Trotzdem ist das natürlich unangenehm: Vermeide daher vor allem Speißen, die mit rohen Eiern hergestellt wurden. Dazu zählen zum Beispiel Süßspeisen wie Tiramisu und Mousse au Chocolat. Auch Mayonnaise wird oft aus rohen Eiern hergestellt. Hier solltest du dann darauf achten, das Glas oder die Tube zügig aufzubrauchen. Wenn du sie selbst herstellst, bitte unbedingt frische Eier verwenden. Es ist auch besser, wenn du dein Frühstücksei in der Schwangerschaft lieber etwas fester isst. Gut durchgebraten oder gekocht kannst du das Risiko einer Lebensmittelinfektion klein halten.

: wichtig für den Sommer

Gerade bei sehr heißen Temperaturen und unzureichender Kühlung können sich in Milchspeißeeis und Softeis Salmonellen anreichern. Meide daher (gerade im Urlaub) Eisdielen, die auf dich keinen hygienischen Eindruck machen. Tipp: Sorbet ist weniger anfällig für Salmonellen, da es weder Ei noch Milch/Sahne enthält.

Getränke mit Chinin oder Koffein nur selten trinken!

Chinin, Koffein, Teein und natürlich Zucker: Getränke die davon zu viel enthalten, solltest du in der Schwangerschaft nur selten trinken. Keiner der genannten Inhaltsstoffe ist in geringen Mengen für dein Baby gefährlich, daher kannst du durchaus auch Kaffee in der Schwangerschaft genießen. So gelten 200 Milligramm Koffein täglich als unkritisch –  möglichst über den Tag verteilt.
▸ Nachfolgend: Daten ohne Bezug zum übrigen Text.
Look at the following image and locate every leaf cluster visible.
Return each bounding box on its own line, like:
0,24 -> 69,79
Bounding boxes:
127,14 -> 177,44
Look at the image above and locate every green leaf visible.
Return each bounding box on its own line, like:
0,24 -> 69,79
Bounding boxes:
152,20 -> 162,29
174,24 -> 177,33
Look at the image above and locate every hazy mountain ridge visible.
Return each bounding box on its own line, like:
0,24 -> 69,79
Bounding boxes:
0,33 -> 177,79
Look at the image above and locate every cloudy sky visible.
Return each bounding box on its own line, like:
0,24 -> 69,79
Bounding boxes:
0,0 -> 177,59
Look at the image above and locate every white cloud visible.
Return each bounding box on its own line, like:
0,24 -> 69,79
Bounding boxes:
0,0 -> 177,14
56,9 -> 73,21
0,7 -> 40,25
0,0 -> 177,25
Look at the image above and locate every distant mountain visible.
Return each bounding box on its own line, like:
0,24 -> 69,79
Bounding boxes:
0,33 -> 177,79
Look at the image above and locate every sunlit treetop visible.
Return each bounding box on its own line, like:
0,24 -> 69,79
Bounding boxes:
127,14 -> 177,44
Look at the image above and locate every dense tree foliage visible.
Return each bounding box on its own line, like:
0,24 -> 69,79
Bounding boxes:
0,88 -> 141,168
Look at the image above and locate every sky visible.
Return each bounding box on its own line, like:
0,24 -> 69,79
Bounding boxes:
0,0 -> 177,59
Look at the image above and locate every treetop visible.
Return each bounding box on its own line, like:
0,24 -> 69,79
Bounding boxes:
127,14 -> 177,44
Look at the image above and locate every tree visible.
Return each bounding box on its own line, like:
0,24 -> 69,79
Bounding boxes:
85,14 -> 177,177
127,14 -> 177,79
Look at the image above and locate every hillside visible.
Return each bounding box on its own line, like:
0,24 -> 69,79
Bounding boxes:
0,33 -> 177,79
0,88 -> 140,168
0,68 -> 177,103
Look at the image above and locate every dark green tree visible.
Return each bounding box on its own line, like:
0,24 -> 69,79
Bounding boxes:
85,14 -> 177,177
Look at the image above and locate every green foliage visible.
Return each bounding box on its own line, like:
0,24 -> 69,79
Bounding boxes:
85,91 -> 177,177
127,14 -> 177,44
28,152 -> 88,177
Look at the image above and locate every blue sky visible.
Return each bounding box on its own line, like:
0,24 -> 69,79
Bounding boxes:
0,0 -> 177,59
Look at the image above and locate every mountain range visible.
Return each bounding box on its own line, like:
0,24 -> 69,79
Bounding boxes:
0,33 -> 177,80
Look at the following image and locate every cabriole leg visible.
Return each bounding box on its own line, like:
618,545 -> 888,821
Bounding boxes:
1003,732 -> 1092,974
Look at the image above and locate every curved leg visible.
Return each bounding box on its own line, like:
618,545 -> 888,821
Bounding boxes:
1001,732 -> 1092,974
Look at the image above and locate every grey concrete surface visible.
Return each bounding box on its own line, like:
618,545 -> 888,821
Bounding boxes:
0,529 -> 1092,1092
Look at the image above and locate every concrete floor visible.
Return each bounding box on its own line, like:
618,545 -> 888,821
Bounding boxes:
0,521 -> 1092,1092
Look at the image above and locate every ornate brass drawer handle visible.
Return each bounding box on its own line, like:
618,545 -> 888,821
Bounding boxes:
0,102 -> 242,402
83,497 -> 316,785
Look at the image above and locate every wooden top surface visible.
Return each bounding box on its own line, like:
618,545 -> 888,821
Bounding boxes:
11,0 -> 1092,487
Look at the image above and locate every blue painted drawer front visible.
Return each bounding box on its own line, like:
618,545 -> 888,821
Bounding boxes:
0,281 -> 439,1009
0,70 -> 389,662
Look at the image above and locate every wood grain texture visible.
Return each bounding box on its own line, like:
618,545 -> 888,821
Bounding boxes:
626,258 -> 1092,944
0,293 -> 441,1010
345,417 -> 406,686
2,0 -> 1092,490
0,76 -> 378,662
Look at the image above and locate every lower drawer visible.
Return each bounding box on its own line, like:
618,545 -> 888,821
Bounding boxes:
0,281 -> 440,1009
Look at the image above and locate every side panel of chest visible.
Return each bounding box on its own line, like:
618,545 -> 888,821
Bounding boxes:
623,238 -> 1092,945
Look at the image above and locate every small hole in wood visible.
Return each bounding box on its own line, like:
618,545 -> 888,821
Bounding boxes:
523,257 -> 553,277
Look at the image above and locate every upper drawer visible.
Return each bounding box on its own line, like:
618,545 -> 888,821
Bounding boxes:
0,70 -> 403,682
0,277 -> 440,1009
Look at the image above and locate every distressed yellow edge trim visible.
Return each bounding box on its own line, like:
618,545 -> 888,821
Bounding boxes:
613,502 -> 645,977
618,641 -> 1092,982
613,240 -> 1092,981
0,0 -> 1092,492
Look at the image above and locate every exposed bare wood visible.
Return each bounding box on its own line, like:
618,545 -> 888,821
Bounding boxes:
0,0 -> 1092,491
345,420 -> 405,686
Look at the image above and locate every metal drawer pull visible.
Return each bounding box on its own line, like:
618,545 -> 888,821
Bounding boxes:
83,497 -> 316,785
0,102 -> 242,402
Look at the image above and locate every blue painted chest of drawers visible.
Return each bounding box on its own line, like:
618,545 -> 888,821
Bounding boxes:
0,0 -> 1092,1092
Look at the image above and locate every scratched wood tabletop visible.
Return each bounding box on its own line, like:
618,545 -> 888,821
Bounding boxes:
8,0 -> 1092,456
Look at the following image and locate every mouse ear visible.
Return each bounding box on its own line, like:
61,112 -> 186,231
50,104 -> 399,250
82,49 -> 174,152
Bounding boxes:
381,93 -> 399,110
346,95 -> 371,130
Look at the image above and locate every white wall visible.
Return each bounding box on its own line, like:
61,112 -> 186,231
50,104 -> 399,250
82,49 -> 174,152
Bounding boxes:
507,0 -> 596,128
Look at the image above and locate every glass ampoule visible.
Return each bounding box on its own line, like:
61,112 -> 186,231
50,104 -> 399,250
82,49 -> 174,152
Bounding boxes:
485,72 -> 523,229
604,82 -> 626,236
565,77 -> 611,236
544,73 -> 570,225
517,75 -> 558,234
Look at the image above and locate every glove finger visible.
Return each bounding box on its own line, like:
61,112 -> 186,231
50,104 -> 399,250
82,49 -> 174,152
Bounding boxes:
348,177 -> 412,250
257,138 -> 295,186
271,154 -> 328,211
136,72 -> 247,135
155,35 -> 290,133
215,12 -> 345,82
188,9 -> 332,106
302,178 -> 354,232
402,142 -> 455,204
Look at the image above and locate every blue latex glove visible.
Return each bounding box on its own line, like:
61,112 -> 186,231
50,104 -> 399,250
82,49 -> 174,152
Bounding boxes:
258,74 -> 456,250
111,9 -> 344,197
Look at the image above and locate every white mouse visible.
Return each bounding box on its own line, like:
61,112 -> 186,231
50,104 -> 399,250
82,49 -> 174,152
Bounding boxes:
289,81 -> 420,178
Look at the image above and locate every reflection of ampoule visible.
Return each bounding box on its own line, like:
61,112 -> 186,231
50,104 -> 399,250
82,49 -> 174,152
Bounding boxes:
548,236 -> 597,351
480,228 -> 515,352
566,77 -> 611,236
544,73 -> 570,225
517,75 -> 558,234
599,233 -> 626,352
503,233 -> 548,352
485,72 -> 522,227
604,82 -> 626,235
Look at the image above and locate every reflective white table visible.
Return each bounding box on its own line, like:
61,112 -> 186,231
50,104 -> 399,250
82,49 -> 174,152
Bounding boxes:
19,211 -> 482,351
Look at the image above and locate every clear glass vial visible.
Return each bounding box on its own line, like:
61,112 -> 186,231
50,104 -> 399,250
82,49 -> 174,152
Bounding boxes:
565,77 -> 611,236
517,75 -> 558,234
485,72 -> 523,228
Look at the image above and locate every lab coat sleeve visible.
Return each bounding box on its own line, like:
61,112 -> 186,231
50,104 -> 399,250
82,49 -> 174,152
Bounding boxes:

Was enthält wie viel Koffein?

  • eine Tasse Filterkaffee (200ml): ca. 90 mg Koffein
  • eine Tasse Espresso (50 ml): ca. 60 mg Koffein
  • ein Glas Cola (250 ml): ca. 25 mg Koffein
  • eine Dose Energiedrink (250 ml): ca. 80 mg Koffein
  • eine Tasse Schwarztee (200 ml):  ca. 45 mg Koffein
  • eine Tasse grüner Tee (200 ml): ca. 30 mg Koffein
  • eine Tasse weißer Tee (200 ml): ca. 10 mg Koffein

Erfrischungsgetränke wie Tonic- und Bitter-Lemon enthalten in geringe Mengen Chinin. Das verleiht ihnen den typisch bitter-herben Geschmack. In Deutschland dürfen alkoholfreie Getränke laut der deutschen Aromenverordnung nur maximal 100 mg Chinin pro Liter enthalten: ein bis zwei Gläser eines chininhaltigen Getränks sind daher auch in der Schwangerschaft erlaubt. Nur in zu großen Mengen, kann Chinin eine wehenauslösenden Wirkung haben.

Verboten: Alkohol in der Schwangerschaft!

In der Schwangerschaft gilt eine 0,00 Promille-Grenze – und zwar vom ersten bis zum letzten Tag. An dieses Verbot solltest du dich auch streng halten. Denn wer Alkohol in der Schwangerschaft trinkt, der kann seinem Baby schwer und langfristig schaden.

  • In der Frühschwangerschaft, also in der kritischen Phase der embryonalen Entwicklung, verursacht Alkohol Schäden an den verschiedensten Organen und kann zu Missbildungen führen.
  • Danach stört Alkohol das gesunde Wachstum deines Babys und hemmt die korrekte Vernetzung von Gehirnzellen, sodass kognitive Störungen eine häufige Folge sind.

Alkohol passiert die Plazentaschranke leicht. Das führt dazu, dass der Alkoholgehalt im Blut deines Babys schnell der gleiche ist wie bei dir. Zudem können Ungeborene den Alkohol in der Leber noch nicht abbauen, sodass er viel länger im Blutkreislauf bleibt, als das bei dir der Fall wäre. Welche Menge Alkohol dem Baby wirklich schadet, dazu gibt es keine Richtlinien. Experten gehen davon aus, dass jeder Schluck Alkohol schädlich ist. Daher wird allen Schwangeren der absolute Verzicht empfohlen!